Wonderful as this labyrinth is, the Lake Mœris, near which it stands, is still more extraordinary: the circumference of this is three thousand six hundred stadia, or sixty schæni, which is the length of Egypt about the coast. This lake stretches itself from north to south, and in its deepest parts is two hundred cubits; it is entirely the produce of human industry, which indeed the work itself testifies, for in its centre may be seen two pyramids, each of which is two hundred cubits above and as many beneath the water: upon the summit of each is a colossal statue of marble, in a sitting attitude. The precise altitude of these pyramids is consequently four hundred cubits; these four hundred cubits, or one hundred orgyiæ, are adapted to a stadium of six hundred feet; an orgyia is six feet, or four cubits, for a foot is four palms, and a cubit six.
The waters of the lake are not supplied by springs; the ground which it occupies is of itself remarkably dry, but it communicates by a secret channel with the Nile; for six months the lake empties itself into the Nile, and the remaining six the Nile supplies the lake. During the six months in which the waters of the lake ebb, the fishery which is here carried on furnishes the royal treasury with a talent of silver every day; but as soon as the Nile begins to pour its waters into the lake, it produces no more than twenty minæ.
[The silver which the fishery of this lake produced was, says Larcher, appropriated to find the queen with clothes and perfume.]
The inhabitants affirm of this lake, that it has a subterraneous passage inclining inland towards the west, to the mountains above Memphis, where it discharges itself into the Libyan sands. I was anxious to know what became of the earth, which must somewhere have necessarily been heaped up in digging this lake; as my search after it was fruitless, I made inquiries concerning it of those who lived nearer the lake. I was the more willing to believe them, when they told me where it was carried, as I had before heard of a similar expedient used at Nineveh, an Assyrian city. Some robbers, who were solicitous to get possession of the immense treasures of Sardanapalus, King of Nineveh, which were deposited in subterraneous apartments, began from the place where they lived to dig under ground, in a direction towards them. Having taken the most accurate measurement, they continued their mine to the palace of the king; as night approached they regularly emptied the earth into the Tigris, which flows near Nineveh, and at length accomplished their purpose. A plan entirely similar was executed in Egypt, except that the work was here carried on not by night but by day; the Egyptians threw the earth into the Nile, as they dug it from the trench; thus it was regularly dispersed, and this, as they told me, was the process of the lake’s formation.

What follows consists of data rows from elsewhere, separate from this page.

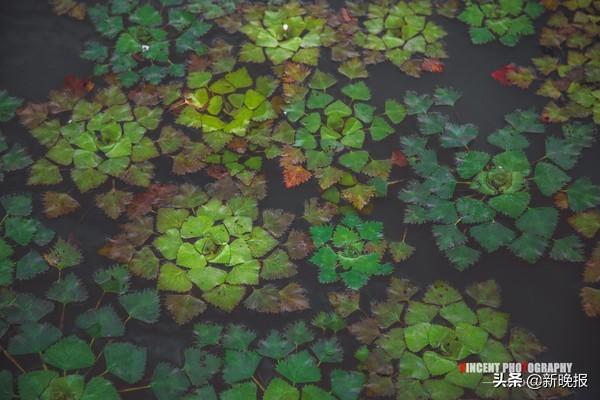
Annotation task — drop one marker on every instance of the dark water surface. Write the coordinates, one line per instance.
(37, 49)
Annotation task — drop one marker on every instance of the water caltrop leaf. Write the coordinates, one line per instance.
(279, 389)
(299, 368)
(142, 305)
(70, 353)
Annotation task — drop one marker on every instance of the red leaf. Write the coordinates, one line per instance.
(432, 65)
(217, 171)
(345, 15)
(500, 75)
(294, 175)
(399, 159)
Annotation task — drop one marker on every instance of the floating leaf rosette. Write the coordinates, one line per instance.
(568, 73)
(211, 245)
(93, 137)
(504, 20)
(412, 347)
(233, 113)
(401, 32)
(144, 40)
(353, 251)
(330, 136)
(44, 324)
(483, 192)
(282, 32)
(232, 363)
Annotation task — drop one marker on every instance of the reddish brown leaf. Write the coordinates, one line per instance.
(500, 74)
(590, 301)
(432, 65)
(156, 195)
(33, 114)
(138, 230)
(345, 15)
(58, 204)
(591, 273)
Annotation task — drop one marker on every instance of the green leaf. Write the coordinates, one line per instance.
(69, 354)
(353, 69)
(168, 382)
(16, 204)
(299, 368)
(8, 105)
(380, 129)
(103, 322)
(469, 164)
(436, 364)
(125, 361)
(30, 265)
(529, 247)
(417, 104)
(142, 305)
(240, 391)
(510, 204)
(321, 80)
(446, 96)
(354, 160)
(463, 256)
(417, 336)
(311, 392)
(278, 389)
(239, 365)
(67, 290)
(524, 345)
(583, 194)
(395, 111)
(471, 15)
(455, 135)
(493, 321)
(492, 236)
(357, 91)
(412, 366)
(473, 211)
(458, 313)
(346, 385)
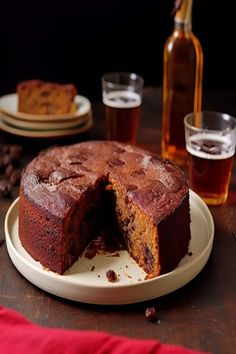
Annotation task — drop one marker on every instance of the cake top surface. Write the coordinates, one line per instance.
(46, 85)
(58, 177)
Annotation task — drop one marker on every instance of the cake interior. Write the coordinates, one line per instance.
(109, 213)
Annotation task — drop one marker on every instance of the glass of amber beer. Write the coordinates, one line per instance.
(122, 98)
(210, 141)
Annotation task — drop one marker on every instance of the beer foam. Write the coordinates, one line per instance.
(210, 146)
(122, 99)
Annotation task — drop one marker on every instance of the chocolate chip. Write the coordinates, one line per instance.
(148, 257)
(115, 162)
(151, 314)
(1, 242)
(5, 188)
(15, 151)
(15, 177)
(111, 276)
(9, 170)
(139, 172)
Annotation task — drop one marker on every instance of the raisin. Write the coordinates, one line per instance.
(151, 314)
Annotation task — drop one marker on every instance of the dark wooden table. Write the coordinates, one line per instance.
(200, 315)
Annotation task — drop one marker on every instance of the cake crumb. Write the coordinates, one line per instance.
(151, 314)
(111, 276)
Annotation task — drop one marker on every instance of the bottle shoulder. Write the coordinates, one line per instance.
(181, 40)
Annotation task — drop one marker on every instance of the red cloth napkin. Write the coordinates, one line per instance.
(19, 336)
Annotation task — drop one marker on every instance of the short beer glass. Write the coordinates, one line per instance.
(210, 140)
(122, 98)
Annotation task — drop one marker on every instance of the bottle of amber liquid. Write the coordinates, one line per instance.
(182, 82)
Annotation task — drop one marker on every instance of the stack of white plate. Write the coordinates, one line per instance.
(44, 126)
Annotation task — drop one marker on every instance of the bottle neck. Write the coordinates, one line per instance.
(183, 16)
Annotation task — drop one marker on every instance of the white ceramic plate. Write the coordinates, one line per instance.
(9, 107)
(83, 126)
(81, 283)
(37, 125)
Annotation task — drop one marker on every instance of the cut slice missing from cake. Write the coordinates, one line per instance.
(69, 193)
(43, 98)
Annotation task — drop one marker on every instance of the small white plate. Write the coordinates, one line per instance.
(42, 125)
(86, 280)
(84, 125)
(9, 106)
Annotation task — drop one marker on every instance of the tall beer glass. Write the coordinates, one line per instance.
(210, 140)
(122, 98)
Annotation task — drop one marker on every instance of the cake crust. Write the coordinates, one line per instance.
(43, 98)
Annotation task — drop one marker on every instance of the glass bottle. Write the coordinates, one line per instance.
(182, 82)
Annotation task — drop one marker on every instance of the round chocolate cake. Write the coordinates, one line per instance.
(69, 193)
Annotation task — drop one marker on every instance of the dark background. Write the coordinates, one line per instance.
(77, 41)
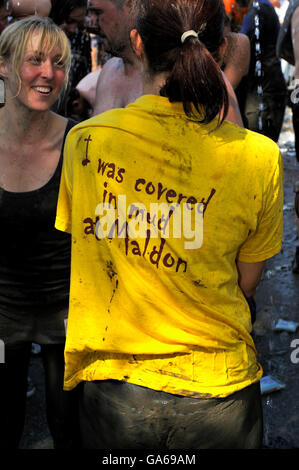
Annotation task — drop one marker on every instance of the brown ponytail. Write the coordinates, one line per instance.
(194, 78)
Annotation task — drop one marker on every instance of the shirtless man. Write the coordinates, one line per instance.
(120, 81)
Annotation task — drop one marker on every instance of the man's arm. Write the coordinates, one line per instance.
(249, 276)
(237, 58)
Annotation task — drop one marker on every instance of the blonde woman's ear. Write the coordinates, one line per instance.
(136, 42)
(3, 69)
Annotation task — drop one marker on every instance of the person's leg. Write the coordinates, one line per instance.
(13, 390)
(117, 415)
(62, 406)
(233, 422)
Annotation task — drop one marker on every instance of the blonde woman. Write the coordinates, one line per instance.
(34, 257)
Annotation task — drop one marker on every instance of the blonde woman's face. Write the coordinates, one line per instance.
(42, 77)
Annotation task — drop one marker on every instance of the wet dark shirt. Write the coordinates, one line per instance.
(34, 256)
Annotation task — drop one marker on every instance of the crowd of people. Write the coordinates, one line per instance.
(133, 239)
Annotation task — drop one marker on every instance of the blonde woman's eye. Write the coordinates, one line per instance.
(35, 60)
(59, 63)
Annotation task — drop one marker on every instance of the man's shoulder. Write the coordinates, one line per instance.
(112, 65)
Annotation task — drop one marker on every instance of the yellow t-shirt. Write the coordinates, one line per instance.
(154, 297)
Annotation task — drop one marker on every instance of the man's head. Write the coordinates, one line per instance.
(69, 15)
(112, 21)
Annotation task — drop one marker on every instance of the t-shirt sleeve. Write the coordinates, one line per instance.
(265, 241)
(63, 220)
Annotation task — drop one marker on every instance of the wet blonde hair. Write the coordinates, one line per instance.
(15, 38)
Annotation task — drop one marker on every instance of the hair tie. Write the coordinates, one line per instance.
(186, 34)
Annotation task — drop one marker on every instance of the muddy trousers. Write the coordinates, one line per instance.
(118, 415)
(61, 406)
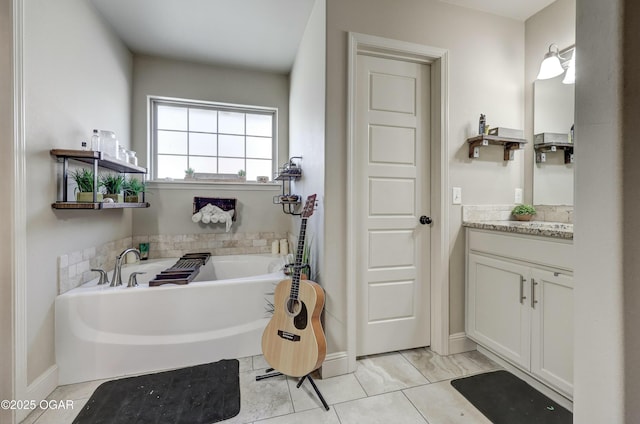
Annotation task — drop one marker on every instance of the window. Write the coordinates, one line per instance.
(211, 138)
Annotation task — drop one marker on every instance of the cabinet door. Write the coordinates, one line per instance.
(498, 314)
(552, 329)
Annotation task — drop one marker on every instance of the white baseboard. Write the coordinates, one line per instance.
(335, 364)
(39, 390)
(459, 343)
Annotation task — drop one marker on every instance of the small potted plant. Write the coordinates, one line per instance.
(113, 185)
(132, 188)
(523, 212)
(84, 179)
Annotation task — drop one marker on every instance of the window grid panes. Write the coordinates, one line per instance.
(211, 139)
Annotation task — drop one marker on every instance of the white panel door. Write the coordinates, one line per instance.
(392, 185)
(498, 307)
(552, 328)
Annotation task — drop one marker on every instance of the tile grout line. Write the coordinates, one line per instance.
(415, 407)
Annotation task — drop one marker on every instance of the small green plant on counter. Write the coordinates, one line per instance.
(524, 210)
(132, 188)
(84, 179)
(112, 183)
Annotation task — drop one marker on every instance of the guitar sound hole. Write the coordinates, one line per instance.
(298, 310)
(293, 306)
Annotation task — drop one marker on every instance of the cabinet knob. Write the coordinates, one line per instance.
(424, 220)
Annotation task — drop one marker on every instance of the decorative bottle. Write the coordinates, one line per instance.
(482, 124)
(95, 141)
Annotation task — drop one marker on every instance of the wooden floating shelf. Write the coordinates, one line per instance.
(98, 205)
(543, 148)
(97, 160)
(509, 145)
(90, 156)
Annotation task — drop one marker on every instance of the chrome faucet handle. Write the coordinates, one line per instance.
(133, 280)
(104, 278)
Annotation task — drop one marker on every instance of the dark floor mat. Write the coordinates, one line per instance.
(505, 399)
(202, 394)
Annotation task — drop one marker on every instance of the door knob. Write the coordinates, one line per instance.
(424, 220)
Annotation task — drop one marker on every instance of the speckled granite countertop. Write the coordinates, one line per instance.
(535, 228)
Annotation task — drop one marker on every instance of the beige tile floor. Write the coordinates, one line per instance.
(402, 387)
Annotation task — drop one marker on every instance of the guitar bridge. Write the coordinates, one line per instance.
(289, 336)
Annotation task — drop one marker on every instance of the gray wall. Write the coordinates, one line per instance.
(306, 137)
(171, 204)
(485, 76)
(77, 77)
(6, 186)
(606, 229)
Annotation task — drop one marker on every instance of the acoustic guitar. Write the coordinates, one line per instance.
(293, 342)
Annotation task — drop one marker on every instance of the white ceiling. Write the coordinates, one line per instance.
(515, 9)
(257, 34)
(261, 34)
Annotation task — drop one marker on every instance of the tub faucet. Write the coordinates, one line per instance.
(117, 271)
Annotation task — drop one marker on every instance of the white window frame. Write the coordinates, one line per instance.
(153, 101)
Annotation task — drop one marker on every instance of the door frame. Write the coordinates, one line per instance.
(438, 59)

Thus Herodotus explains what he but faintly understood; his translator William Beloe has added the following commentary:
Herodotus, Diodorus, and Pomponius Mela differ but little in opinion concerning its extent. The design of it was probably to hinder the Nile from overflowing the country too much, which was effected by drawing off such a quantity of water, when it was apprehended that there might be an inundation sufficient to hurt the land. [The regulation of the Nile floods has been accomplished in the latter part of the nineteenth century, by dams elsewhere described.] The water, Pococke observes, is of a disagreeable muddy taste, and almost as salt as the sea, which quality it probably contracts from the nitre that is in the earth, and the salt which is every year left in the mud. The circumference of the lake at present is no more than fifty leagues. Larcher says we must distinguish betwixt the lake itself, and the canal of communication from the Nile; that the former was the work of nature, the latter of art. This canal, a most stupendous effort of art, is still entire; it is called Bahr Yusuf, the canal of Joseph. According to Savary it is forty leagues in length.
There were two other canals with sluices at their mouths, from the lake to the river, which were alternately shut and opened when the Nile increased or decreased. This work united every advantage, and supplied the deficiencies of a low inundation, by retaining water which would uselessly have been expended in the sea. It was still more beneficial when the increase of the Nile was too great, by receiving that superfluity which would have prevented seed-time. Were the canal of Joseph cleansed, the ancient mounds repaired, and the sluices restored, this lake might again serve the same purposes. The pyramids described by Herodotus no longer exist, neither are they mentioned by Strabo.